Quel est le point commun entre le lieutenant Samuel Gontier, le capitaine Grégoire d’Entrerroches, les lieutenants Marc Lombard et Serge Klavinski, les commandants Pierre Pécheu et Aloïs Kurz, le major Chance, le brigadier Bujaldon, le capitaine Samira El Jai, le commandant Myriam Goldstein, le lieutenant Laïkos Stéfanos, le capitaine Thierry Georges, le lieutenant Loran Matté, le commandant René-Marc Poulet, le capitaine Jeff Duvalier, les lieutenants Charline Pingeot, Livia Denis, Christopher Commode et Sauveur Précieux et le brigadier Xavier Mouchard ? Outre qu’ils soulignent la fascination de l’auteur pour le corps policier, ils sont sur les dents et sur les traces de Farid Laïfaoui, petite frappe de la Zup Sud de Rennes, qui se fera appeler « le Corse » en grandissant. Dans son ascension fulgurante dans la hiérarchie du grand banditisme, Farid dit « le Corse » n’est pas sans rappeler le héros joué par Tahar Rahim dans Le Prophète, de Jacques Audiard avec Niels Arestrup.

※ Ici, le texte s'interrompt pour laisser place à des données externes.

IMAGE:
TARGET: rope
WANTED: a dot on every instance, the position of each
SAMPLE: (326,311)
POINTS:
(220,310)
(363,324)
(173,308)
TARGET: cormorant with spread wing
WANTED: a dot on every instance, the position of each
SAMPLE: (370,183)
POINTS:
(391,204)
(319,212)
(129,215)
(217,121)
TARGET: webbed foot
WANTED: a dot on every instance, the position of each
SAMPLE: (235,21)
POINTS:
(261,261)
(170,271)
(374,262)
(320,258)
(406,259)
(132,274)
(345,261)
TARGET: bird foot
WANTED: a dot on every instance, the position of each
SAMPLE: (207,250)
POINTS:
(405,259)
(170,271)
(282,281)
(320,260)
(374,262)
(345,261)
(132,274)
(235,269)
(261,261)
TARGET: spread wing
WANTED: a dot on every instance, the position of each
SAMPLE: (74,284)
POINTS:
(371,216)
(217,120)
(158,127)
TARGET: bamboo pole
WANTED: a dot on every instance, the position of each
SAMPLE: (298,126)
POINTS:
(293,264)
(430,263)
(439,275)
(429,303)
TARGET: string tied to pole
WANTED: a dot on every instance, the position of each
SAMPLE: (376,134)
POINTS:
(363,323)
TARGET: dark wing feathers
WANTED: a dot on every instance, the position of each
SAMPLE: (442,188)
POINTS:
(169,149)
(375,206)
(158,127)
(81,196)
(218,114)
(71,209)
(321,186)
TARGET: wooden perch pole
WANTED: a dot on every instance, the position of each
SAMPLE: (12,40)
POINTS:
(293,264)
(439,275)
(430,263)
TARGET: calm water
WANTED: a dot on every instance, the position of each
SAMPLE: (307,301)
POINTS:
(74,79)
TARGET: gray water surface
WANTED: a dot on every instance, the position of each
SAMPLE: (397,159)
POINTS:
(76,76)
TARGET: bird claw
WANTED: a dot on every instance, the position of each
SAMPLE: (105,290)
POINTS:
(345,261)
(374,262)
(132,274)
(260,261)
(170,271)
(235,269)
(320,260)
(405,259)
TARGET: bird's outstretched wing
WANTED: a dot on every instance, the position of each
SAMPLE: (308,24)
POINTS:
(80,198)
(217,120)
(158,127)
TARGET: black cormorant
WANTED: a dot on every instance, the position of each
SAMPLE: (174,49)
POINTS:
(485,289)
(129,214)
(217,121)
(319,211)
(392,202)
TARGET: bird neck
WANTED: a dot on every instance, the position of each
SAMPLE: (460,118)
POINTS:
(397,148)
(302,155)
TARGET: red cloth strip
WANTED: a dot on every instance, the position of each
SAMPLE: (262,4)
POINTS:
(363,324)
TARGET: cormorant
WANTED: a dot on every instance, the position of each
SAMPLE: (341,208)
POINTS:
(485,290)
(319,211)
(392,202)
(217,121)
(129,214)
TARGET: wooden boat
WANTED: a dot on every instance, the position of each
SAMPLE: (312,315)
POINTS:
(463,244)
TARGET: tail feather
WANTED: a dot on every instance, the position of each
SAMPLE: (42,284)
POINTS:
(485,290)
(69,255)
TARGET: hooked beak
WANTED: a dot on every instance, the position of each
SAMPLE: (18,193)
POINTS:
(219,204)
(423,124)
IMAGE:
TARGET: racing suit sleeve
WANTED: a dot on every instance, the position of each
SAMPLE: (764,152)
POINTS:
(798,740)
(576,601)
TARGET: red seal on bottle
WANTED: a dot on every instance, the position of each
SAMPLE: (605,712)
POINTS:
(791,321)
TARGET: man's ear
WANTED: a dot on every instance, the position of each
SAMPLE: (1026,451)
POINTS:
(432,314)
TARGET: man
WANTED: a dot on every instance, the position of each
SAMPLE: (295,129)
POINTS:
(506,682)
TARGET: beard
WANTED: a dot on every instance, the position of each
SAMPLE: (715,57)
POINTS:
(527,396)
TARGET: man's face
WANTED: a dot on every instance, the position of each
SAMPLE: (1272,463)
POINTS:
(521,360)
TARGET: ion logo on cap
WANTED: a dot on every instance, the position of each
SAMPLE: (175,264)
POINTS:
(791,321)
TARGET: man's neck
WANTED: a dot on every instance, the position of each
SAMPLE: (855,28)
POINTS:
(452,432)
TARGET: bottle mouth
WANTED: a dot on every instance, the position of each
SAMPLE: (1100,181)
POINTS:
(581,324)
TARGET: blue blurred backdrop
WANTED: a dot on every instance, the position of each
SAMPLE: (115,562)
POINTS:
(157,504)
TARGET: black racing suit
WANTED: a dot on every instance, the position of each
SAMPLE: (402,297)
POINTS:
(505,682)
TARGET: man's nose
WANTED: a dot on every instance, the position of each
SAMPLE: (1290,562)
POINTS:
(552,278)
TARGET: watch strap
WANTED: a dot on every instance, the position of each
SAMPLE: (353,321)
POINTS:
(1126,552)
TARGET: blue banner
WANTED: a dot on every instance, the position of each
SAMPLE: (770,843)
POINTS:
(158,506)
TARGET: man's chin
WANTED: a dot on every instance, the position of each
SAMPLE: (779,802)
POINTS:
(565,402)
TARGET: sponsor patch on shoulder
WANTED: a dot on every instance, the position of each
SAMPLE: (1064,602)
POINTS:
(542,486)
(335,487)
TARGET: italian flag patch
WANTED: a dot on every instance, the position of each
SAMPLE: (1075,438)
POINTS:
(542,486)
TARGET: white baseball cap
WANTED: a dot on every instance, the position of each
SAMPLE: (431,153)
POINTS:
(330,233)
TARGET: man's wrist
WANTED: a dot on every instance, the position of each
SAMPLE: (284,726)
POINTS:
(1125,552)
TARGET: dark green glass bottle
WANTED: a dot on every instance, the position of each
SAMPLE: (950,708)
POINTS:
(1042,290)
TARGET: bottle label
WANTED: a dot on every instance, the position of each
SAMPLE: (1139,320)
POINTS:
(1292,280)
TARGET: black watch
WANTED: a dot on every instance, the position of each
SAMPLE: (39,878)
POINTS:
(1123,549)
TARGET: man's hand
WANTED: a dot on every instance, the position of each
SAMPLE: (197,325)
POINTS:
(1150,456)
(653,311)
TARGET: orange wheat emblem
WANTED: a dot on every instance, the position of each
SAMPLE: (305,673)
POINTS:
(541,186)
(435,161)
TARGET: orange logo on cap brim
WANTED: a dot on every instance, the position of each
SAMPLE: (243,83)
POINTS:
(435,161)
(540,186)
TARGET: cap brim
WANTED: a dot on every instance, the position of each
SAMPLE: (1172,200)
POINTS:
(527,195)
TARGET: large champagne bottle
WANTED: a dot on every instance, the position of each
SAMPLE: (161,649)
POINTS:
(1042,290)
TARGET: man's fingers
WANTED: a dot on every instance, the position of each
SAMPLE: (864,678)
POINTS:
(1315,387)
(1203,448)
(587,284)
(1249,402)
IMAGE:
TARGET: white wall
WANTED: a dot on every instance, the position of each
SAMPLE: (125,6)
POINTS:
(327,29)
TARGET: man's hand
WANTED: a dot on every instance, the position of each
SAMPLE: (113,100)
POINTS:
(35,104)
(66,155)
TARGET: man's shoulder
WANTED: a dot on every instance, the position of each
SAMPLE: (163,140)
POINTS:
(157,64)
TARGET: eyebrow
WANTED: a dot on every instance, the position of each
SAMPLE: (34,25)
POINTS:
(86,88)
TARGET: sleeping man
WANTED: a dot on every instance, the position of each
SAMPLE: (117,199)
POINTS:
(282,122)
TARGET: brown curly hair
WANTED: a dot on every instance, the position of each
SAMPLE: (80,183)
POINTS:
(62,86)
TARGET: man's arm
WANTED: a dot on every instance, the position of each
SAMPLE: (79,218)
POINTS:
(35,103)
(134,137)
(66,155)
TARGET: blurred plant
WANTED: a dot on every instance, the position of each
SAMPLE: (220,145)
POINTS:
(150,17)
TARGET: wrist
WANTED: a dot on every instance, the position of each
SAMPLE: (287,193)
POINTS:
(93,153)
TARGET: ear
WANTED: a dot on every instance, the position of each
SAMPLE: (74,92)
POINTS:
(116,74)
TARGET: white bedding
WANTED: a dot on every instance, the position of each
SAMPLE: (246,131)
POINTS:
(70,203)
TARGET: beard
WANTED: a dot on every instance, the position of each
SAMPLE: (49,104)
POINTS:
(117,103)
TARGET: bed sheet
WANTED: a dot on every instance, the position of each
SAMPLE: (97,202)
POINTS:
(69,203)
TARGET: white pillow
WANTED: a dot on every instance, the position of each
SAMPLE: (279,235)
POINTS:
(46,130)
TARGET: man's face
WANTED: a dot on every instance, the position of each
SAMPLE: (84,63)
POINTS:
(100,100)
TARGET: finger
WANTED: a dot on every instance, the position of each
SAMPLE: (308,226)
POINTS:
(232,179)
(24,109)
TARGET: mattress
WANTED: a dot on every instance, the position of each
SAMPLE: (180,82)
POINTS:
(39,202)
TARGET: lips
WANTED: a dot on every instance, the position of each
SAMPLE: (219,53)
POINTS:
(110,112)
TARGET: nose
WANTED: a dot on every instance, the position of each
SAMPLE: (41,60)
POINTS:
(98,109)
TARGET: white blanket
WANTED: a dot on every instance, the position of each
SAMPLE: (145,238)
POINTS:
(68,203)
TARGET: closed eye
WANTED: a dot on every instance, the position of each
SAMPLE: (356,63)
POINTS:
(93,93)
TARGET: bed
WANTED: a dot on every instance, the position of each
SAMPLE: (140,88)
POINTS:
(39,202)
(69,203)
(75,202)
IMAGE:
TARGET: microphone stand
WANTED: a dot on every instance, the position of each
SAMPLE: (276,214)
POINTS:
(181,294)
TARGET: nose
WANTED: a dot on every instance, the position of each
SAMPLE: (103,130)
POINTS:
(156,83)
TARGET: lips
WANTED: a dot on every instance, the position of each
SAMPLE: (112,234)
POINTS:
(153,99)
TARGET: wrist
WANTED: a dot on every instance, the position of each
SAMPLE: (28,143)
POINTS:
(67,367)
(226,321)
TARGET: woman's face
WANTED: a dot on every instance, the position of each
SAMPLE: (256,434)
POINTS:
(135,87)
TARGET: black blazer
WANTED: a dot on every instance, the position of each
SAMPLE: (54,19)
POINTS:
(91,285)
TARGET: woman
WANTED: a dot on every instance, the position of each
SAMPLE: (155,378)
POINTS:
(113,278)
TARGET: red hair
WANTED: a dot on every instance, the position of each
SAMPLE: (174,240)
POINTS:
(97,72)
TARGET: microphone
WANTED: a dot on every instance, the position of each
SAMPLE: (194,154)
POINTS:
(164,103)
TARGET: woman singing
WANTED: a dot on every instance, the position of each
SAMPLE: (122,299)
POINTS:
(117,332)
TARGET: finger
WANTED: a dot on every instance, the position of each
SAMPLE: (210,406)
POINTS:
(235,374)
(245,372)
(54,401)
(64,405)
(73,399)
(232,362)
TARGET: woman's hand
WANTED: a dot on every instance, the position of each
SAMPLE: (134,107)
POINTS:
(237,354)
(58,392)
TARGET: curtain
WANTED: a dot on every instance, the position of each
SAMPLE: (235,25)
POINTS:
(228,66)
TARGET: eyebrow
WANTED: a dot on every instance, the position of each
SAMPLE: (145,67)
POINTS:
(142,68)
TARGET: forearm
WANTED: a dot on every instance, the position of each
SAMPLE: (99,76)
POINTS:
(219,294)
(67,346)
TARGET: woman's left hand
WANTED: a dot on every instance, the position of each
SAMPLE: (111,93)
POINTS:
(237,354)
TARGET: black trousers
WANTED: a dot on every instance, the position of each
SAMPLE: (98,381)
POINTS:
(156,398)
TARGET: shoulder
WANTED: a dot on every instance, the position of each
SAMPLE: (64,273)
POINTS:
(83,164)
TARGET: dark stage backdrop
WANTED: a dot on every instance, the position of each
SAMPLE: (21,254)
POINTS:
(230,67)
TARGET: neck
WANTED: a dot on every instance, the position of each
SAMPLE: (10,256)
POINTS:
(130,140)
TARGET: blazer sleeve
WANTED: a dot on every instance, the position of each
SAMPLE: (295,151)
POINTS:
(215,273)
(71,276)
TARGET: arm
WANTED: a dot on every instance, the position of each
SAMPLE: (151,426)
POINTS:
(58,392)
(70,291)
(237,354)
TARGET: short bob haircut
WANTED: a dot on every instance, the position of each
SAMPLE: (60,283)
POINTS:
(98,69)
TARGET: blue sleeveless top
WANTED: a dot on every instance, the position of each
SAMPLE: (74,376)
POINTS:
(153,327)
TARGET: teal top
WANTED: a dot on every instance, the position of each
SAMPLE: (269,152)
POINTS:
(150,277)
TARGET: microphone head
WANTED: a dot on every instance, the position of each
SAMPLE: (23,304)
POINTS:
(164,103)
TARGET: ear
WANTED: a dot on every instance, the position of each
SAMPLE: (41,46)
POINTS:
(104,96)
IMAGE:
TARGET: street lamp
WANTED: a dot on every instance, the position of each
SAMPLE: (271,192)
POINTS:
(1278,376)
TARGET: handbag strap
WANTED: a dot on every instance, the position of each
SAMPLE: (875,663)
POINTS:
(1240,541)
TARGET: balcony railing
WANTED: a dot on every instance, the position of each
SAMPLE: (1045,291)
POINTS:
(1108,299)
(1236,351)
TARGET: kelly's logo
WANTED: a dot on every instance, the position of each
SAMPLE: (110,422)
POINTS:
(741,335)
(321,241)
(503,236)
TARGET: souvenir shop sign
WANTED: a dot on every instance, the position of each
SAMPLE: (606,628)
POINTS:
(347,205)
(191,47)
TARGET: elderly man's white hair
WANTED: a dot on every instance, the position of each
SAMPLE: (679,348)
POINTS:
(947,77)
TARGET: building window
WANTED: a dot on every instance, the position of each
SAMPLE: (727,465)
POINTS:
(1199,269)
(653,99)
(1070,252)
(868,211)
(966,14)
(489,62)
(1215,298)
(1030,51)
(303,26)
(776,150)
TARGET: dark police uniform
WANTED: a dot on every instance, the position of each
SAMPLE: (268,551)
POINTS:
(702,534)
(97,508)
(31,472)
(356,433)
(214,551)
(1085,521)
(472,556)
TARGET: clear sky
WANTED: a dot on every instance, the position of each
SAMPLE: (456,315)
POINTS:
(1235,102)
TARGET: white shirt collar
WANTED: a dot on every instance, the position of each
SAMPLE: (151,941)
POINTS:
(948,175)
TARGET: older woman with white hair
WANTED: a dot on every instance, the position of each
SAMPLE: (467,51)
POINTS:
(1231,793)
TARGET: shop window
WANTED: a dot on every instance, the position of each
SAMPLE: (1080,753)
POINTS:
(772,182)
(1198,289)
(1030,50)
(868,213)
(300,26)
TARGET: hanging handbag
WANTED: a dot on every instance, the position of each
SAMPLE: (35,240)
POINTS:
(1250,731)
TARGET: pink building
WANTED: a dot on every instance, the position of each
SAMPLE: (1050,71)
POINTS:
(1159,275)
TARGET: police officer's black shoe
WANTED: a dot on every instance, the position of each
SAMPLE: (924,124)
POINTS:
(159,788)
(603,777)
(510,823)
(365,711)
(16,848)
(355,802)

– Paraît que tu te fais appeler le Corse, maintenant ?
– Paraît que tu te fais appeler le Corse, maintenant ? rigola-t-il. Le Corse mon cul, ouais. T’es qu’un petit Arabe de merde, Laïfaoui, ne l’oublie jamais.
Les deux flics quittèrent l’appartement en riant.
Le Corse, lui, resta prostré sur son canapé toute la journée et toute la nuit suivante. Le moindre mouvement attisait des pensées désordonnées, un sentiment constant de peur allait et venait en lui.
Pendant vingt-quatre heures, il fut terrassé par l’angoisse. (page 64)
L’auteur, habitué à gérer courageusement les groupes (voire les troupes) puisqu’il fut professeur, est aussi rompu aux connaissances liées aux merdiers provoqués par les guerres et leurs opacités, aux trafics transfrontaliers, aux échanges économiques plus ou moins véreux et autres politiques géo-stratégiques plus ou moins foireuses, puisqu’il était professeur d’Histoire. Sa bibliographie (nous citerons La grande peur du petit Blanc, paru également chez Goater, où il était question du triste destin du grand-père de Farid Laïfaoui, devenu ouvrier chez Citroën à l’usine de La Janais après avoir été partie prenante dans l’indépendance de son pays, de la question coloniale à l’époque de l’Algérie française et des répercussions à répétition de ce conflit dont nous subissons encore les peu glorieux contrecoups, car les guerres ne sont jamais indolores ni propres) en témoigne.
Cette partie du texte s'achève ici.